Creating art “was a form of breathing for him,” Gill said, standing in front of an impressively large print by her late husband. The flat cross-section of a tree’s center, rings expanding outward toward the frame and printed in a bright barn red boldly greeted visitors to the opening of “Reflections” at the Cornwall Library on Saturday night, Feb. 3. 

That print was an appropriate choice as it was made from an impression of a trunk from the Cornwall yard of the artist’s close friend, Bob Parker. Flattened into near abstraction, Nash Gill’s stump prints appear at first to be a mix of a topographic map and a Rorschach test. Closer examination illuminates the details within the image. Around the growth rings there is evidence of bark chipping away from the tree, seen in the irregular edges. White dashes of space, seemingly errors in the paint transfer at first, reveal themselves to be the indentations from where the chain saw hit when the tree was cut down.

For some people, stumps, logs and lumber are mere evidence of routine labor; Nash Gill’s interest in the patterns in wood, its curved inconsistencies and accidental motifs, extended to even the most unpoetic of scenes: Home Depot. 

In his book “Woodcuts,” published by Princeton Architectural Press in 2012 (available to purchase at the show), he envisions the end of a stack of plywood, mismatched lines creating new patterns, as a tile-like print.
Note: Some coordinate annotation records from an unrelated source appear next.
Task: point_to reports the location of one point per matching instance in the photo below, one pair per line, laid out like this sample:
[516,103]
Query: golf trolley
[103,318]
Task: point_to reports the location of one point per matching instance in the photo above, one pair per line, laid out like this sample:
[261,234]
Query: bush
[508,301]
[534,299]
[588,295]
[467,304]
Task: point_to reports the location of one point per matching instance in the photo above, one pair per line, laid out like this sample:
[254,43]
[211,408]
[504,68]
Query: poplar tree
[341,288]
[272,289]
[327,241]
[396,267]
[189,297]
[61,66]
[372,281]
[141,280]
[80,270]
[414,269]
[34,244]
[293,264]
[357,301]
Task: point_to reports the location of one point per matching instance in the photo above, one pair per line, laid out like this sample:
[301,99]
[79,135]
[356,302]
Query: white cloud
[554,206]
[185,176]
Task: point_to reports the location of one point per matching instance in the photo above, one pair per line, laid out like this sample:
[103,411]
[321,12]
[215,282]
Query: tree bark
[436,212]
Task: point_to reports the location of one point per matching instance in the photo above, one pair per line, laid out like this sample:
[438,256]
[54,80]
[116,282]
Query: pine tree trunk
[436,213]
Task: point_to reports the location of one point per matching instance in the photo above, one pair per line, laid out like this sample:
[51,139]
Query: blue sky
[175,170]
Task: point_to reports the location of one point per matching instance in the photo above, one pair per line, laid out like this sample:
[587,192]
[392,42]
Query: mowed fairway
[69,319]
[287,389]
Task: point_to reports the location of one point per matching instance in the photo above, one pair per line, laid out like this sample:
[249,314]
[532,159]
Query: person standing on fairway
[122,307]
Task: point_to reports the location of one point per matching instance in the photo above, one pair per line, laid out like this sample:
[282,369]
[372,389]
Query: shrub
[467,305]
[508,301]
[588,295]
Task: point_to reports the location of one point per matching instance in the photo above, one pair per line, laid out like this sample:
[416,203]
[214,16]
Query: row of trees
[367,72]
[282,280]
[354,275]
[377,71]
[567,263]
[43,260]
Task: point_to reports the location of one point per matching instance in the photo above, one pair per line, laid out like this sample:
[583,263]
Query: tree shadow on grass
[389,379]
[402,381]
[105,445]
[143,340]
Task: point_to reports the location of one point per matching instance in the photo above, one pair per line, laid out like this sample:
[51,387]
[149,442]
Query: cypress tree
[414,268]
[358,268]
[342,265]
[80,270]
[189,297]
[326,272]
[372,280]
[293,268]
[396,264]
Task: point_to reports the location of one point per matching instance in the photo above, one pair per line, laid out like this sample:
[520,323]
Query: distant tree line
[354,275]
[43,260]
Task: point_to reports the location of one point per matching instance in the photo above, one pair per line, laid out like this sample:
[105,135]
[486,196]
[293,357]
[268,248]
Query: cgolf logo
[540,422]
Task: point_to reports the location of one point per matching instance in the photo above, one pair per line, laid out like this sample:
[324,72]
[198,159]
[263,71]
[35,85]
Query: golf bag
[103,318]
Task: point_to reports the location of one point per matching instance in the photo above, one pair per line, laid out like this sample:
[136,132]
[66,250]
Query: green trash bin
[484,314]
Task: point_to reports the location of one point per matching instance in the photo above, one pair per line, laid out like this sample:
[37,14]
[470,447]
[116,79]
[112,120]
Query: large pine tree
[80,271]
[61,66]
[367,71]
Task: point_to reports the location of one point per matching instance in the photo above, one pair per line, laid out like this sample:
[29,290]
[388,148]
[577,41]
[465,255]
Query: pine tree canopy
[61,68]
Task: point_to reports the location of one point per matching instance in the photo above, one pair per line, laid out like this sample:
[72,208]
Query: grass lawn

“The way he looked at the world was to say, ‘There’s so much beauty right here,’” his widow said. “We’re all searching for it, but here it is. It’s the tree or the stack of wood we see every single day. Look what it does, what it can give us.”
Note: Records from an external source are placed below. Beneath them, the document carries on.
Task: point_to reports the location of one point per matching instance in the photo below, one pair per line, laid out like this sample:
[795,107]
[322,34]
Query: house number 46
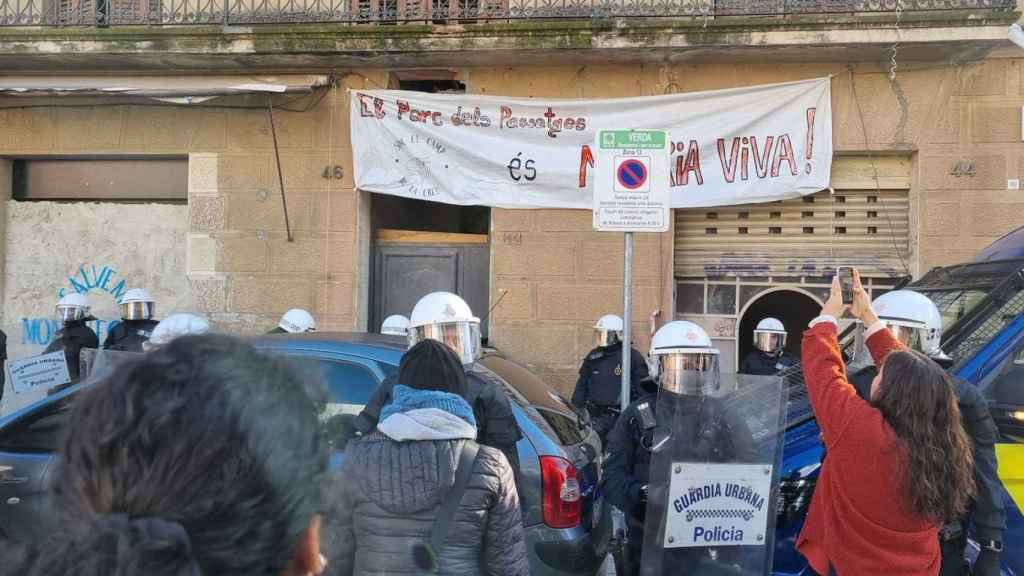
[336,172]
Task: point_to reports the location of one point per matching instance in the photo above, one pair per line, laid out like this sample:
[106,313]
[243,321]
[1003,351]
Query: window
[349,385]
[564,426]
[117,179]
[689,298]
[722,298]
[38,433]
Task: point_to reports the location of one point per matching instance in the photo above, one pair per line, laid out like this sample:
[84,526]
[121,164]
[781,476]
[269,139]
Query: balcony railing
[161,12]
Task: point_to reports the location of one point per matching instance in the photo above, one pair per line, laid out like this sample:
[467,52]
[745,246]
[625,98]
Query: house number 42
[335,172]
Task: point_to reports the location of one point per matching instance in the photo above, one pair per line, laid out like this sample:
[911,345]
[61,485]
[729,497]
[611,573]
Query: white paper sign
[756,144]
[718,505]
[631,192]
[38,372]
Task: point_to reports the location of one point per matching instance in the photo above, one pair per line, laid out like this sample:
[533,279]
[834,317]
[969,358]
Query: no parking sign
[631,193]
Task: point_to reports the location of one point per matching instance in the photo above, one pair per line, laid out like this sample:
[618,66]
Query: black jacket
[987,512]
[128,335]
[72,338]
[702,429]
[600,380]
[386,499]
[761,364]
[495,421]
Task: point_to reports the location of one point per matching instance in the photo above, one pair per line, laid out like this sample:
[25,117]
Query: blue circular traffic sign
[632,174]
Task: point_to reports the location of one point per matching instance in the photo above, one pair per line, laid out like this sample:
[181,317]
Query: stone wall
[559,275]
[99,247]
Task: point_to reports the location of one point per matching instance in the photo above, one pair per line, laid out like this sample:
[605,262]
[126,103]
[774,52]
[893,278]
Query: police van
[982,306]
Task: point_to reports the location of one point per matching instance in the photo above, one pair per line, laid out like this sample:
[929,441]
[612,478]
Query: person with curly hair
[899,464]
[203,456]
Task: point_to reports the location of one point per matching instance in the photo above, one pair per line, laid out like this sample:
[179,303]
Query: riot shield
[714,470]
[94,364]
For inspiration all Nash Gill had to do was to look out the window of the New Hartford, Conn., home he shared with Gina and their son, Forest, now 11 years old. 

Nash Gill had worked in painting and wood and metal sculpture. The cross-section tree prints emerged late in his career.

“When he passed away we photographed every single piece from his studio, and we had over 4,000 pieces,” his widow said. 

Nash Gill’s work has been displayed at The Hotchkiss School, the Westminster School, at a show in Tokyo, Japan. 

Gill said she has been preparing for another opening.  

“It’s fun — well, it’s bittersweet actually. I loved him. I loved coming home every  day to see what he was working on.”

“Reflections: A Show of Work by Bryan Nash Gill” will be on display at the Cornwall Library through March 17. All work is available for purchase.